5月は5月でゴールデンなバカになるのでご期待ください。
《うあ…最悪》
さて、今日はぼくが優秀なエージェントとして危険で高度なミッションを遂行している、一見普通に出勤している会社に見えがちやけど実は裏で世界征服の野望を実現しようと企んでいる組織=DGC(ダークでクレーなカンパニー)での日常をご紹介します。
ちょっとだけ妄想寄りな日常ですが、あんまり気にしないでください。
《それって妄想やがな》
ある朝、オフィスでの始業前に、突然ぼくのミッション指令用のスマホが鳴りました。

ぼくは緊張した面持ちでこっそりとスマホの画面を見つめました。

すると次のような指令が発せられていました。
「こちらバード司令官。DGC潜入エージェントのRIOに告ぐ。さて、なにを言い出すと思う?」
「なんでっか?このぼくを焦らしたいんか?」
「うーんなんてゆーか、正確に言えば…焦らしっくパーク? いや、焦らしっくワールド?」
「はぁ?司令官、意味が分からんのですけど?」
「焦ら紀、白亜紀、がんもど紀。
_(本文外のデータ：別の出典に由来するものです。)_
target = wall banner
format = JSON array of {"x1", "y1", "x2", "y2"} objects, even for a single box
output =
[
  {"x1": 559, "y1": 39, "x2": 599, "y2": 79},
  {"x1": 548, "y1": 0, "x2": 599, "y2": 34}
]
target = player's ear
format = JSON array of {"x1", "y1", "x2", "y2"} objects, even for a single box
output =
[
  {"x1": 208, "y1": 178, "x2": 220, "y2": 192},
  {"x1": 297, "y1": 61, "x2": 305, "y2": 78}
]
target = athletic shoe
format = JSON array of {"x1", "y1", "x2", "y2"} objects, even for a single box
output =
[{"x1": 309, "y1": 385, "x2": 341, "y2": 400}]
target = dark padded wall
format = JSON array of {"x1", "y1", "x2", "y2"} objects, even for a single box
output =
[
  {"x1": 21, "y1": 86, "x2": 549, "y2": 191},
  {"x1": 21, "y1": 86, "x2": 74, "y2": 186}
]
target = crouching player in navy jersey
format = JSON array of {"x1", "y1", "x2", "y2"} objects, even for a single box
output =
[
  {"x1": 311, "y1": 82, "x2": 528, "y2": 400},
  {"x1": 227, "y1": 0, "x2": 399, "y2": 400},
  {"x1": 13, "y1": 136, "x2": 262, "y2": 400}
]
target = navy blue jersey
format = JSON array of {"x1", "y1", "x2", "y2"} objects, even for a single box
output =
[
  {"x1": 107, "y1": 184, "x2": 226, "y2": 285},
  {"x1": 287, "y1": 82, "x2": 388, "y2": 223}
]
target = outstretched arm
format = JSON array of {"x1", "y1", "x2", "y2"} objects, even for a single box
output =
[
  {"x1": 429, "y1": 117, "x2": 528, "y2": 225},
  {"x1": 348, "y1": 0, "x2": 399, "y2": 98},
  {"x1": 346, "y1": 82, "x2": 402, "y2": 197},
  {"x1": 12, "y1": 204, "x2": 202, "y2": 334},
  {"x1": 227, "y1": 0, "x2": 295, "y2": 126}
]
その名は…寺野ザウルスだ!!」
「なにゆーてますのん?寺野ザウルスってなんなん?」
「DGCの生物研究所長の寺野博士が、どこからか手に入れたティラノザウルスのDNAをコピーして、大量にティラノザウルスを量産しているとの情報を手に入れた」
「寺野博士…だから寺野ザウルスかよ。安直やの」
「もうすぐDGCにて極秘裏に開発された生物兵器、寺野ザウルスが現れる。RIOはその兵器からサンプルを取り、万歳課長を通じて検体を研究班に送付せよ。なおその生物については、むやみに攻撃せず、放置するように。蒲池法子…いや、松田成功を祈る」
ぼくは思った…
「一から十までおもんないぞ、この司令官」
しばらく外の様子を伺っていると、大騒ぎする気配と、巨大な怪獣が走って移動する重低音が響いてきました。
その音のする方へと移動し、物陰から見てみると、なんとティラノザウルス…T-REXが走ってきたではないか。
おお~スゲ~迫力!!

恐竜が大好きなぼくは走ってきたT-REXの前に飛び出しました。
するとT-REXは大きな口を開けてぼくに向かって吠えてきました。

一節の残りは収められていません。